What Executives Need to Hear in 2026
AI matters because it converts slow, expert-only work into predictable workflows that scale across plants and sales channels. Adoption numbers vary by source, so anchor to your own baseline. Government tracking shows about 18% of US firms using AI in the prior two weeks as of December 2025, with manufacturing roughly 10–15% and higher intent ahead. That gap between interest and impact is your opening to move from talk to measurable change (Brookings summary of Census BTOS).
Skip platform monologues. Describe tasks, data, and the decision you want next month. If an AI vendor cannot explain teh ticket they will close, the quote error they will catch, or the defect they will flag, you do not have a project. You have a slide.
Three Use Cases That Sell Themselves
1) Technical product Q&A and spec comparisons. Route architect and contractor questions into a retrieval workflow built on your datasheets, certifications, warranties, and installation guides. Require evidence citations in every answer and a human approval step for customer-facing responses. Track time to first answer, first contact resolution, and evidence attachment rate.
2) Quote QA and margin guardrails in CPQ. Use AI to parse line items, options, and constraints, then flag missing accessories, incompatible selections, and margin leaks before the quote leaves the door. Independent surveys report use-case cost benefits in manufacturing while most firms still struggle to scale, which is a good reminder to target narrow wins first (McKinsey State of AI 2025).
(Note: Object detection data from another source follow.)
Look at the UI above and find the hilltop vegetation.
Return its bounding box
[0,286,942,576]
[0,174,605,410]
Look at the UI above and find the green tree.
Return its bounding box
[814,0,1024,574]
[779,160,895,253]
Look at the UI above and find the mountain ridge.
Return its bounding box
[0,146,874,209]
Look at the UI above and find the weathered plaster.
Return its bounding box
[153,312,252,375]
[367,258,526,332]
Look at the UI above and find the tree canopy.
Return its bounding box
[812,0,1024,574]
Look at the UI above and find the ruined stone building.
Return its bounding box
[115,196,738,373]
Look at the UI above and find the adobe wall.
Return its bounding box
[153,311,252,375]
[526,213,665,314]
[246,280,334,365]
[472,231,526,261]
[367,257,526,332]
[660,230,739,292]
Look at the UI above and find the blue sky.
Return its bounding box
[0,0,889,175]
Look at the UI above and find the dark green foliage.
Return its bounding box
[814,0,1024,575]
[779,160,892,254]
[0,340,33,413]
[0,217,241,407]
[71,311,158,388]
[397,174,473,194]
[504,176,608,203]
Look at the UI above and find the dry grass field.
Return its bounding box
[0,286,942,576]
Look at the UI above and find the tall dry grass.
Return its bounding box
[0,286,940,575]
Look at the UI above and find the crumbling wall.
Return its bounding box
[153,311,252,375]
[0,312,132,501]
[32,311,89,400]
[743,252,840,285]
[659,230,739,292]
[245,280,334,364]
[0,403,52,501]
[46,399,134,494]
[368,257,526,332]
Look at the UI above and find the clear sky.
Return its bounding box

3) Visual quality checks on one workstation. Start with a single, stable station such as pallet inspection or label verification. A fixed camera, a week of labeled images, and a simple reviewer queue can reduce rework and scrap on that station. Measure false positive rate, reviewer time per image, and rework tickets per shift.
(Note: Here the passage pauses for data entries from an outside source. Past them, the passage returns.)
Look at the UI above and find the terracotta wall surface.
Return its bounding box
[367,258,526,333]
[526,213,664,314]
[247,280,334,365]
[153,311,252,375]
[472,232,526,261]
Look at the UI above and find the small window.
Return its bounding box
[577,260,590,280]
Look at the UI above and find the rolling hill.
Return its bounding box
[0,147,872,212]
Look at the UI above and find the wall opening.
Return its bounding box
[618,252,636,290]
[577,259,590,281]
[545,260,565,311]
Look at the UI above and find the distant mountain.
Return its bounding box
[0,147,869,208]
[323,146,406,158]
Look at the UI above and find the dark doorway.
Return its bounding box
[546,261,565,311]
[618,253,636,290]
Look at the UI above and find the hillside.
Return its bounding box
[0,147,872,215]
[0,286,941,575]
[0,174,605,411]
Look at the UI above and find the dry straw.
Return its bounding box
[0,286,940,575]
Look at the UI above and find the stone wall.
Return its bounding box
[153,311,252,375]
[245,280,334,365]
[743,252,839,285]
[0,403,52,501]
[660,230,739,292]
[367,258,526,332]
Why AI Platforms Feel Different From Traditional Vendors
Traditional software ships fixed screens and rules. AI platforms learn from your documents, logs, and images, which means value accrues as you feed decision-grade data and tighten guardrails. Treat models as probabilistic components that require policy, monitoring, and human oversight. Use the US government’s framework as your north star for risk controls, access, and evaluation (NIST AI Risk Management Framework).
Two more practical differences matter to owners. First, change is continuous, so plan monthly model evaluations instead of annual upgrades. Second, intent is high across manufacturing, which keeps competitive pressure on laggards (Rockwell Automation 2025 State of Smart Manufacturing press update).
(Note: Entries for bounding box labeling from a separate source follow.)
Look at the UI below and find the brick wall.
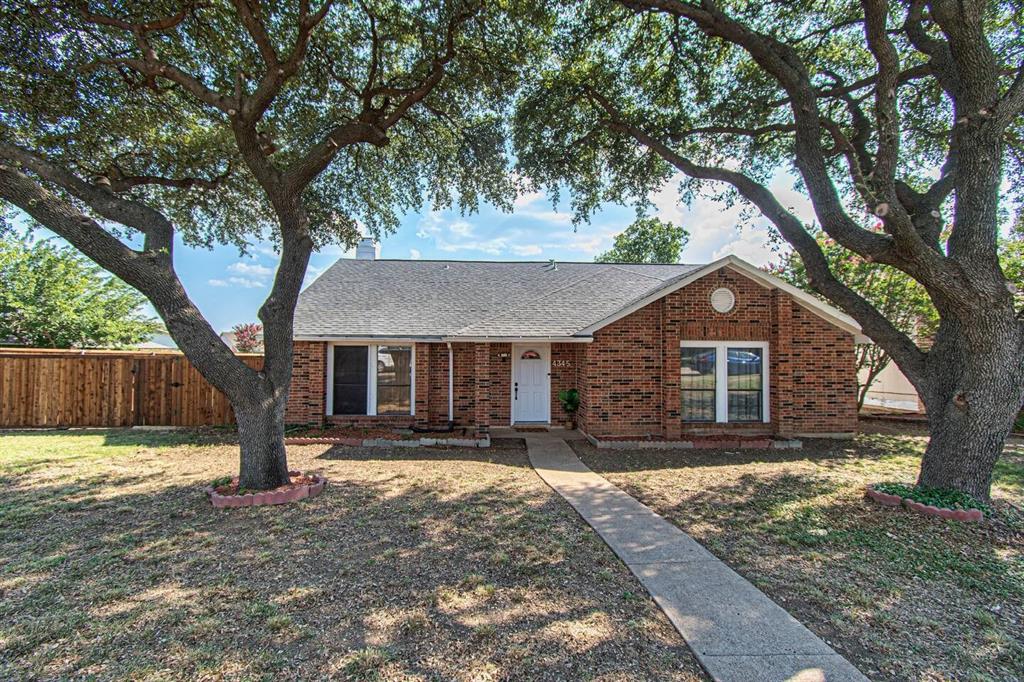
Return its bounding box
[579,268,857,439]
[790,305,857,433]
[285,341,327,425]
[584,300,664,438]
[490,343,512,426]
[551,343,585,424]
The Year One Keep or Cancel Test
Make the renewal decision mechanical. By month twelve, keep the platform only if all three conditions are met:
- Two production use cases are live, one in commercial operations and one in the plant, with named owners and documented fallbacks.
- Three operational metrics moved in your pilot scope and stayed stable for two consecutive months. Examples you can audit monthly: minutes to answer technical questions, quote rework rate, first pass yield on the scoped station.
- Governance is active. You have model summaries, drift and accuracy checks, and an issue log with time to remediation.
If any condition fails, cancel or renegotiate. No exceptions.
What To Ask In The Pitch Meeting
- Where does the model run, what data does it keep, and who can see the prompts, files, and images.
- Show last month’s evaluation report: accuracy on your data, error types, and how humans reviewed them.
- How do we meter value monthly in our ERP or CRM without new manual steps.
- What breaks if our taxonomy or product codes change next quarter.
Minimal Inputs To Start in Construction Materials
- Your top 100 datasheets, installation guides, and certifications as searchable PDFs, plus a product attribute table.
- Ninety days of technical service tickets or emails with resolutions and linked documents.
- One workstation’s images or short clips with 200 examples of pass and fail, and a way to capture reviewer decisions.
How To Report Progress Monthly Without Hype
Use an executive scoreboard with three rows and no vanity metrics. Row one is adoption: how many tickets answered with evidence, how many quotes auto-checked, how many images reviewed by the AI. Row two is quality: accuracy against gold sets, false positive and negative rates, and the share of AI answers that needed edits. Row three is operations: minutes saved in support, quote cycle time, and rework tickets. Keep the trend lines, not the adjectives.